Switch And Bait: Scams Target The Smaller Fry

Perpetrators of phishing scams are moving from deep-sea expeditions to more-shallow waters. New research shows a rise in the number of phishing E-mails that attempt to hook customers of small and midsize banks and regional credit unions. Having seen the havoc these scams wreak on the clients of larger competitors, some smaller financial institutions are reacting quickly.

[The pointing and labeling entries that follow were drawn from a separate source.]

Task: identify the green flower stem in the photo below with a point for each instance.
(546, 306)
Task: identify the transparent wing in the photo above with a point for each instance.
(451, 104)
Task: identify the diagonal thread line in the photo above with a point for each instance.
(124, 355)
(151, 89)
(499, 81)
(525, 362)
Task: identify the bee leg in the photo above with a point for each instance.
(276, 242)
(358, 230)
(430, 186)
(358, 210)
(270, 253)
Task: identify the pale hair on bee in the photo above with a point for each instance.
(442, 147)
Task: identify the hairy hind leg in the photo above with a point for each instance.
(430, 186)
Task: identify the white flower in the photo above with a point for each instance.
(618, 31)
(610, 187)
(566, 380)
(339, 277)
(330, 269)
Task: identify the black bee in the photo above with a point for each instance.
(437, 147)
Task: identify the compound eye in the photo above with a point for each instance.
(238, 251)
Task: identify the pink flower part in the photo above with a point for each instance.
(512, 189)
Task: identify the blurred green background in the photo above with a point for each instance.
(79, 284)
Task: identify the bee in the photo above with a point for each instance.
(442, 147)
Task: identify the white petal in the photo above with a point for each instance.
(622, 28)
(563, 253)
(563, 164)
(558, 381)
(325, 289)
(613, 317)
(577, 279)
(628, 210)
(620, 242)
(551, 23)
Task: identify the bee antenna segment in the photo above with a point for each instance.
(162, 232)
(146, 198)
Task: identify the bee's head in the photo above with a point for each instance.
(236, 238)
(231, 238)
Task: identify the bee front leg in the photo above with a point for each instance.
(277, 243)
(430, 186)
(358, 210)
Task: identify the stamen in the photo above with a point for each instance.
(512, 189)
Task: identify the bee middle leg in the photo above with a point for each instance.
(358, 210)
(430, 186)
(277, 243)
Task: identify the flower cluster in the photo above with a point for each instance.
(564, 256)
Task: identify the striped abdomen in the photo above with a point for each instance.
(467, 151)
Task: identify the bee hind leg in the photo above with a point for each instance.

That includes Kevin Doyle, information security manager at Pennsylvania State Employees Credit Union, a regional credit union with $2.3 billion in assets. "Phishing was like a big tidal wave coming," says Doyle, "and we needed to get ahead of it." The company earlier this year subscribed to online security vendor Cyota Inc.'s Response service, which overwhelms phishing sites with hits so they become useless. The credit union has the option of a real-time upgrade to Cyota's FraudAction Service, which includes real-time detection of phishing and pharming attacks, blocking access to phishing sites, and shutting down fraudulent sites.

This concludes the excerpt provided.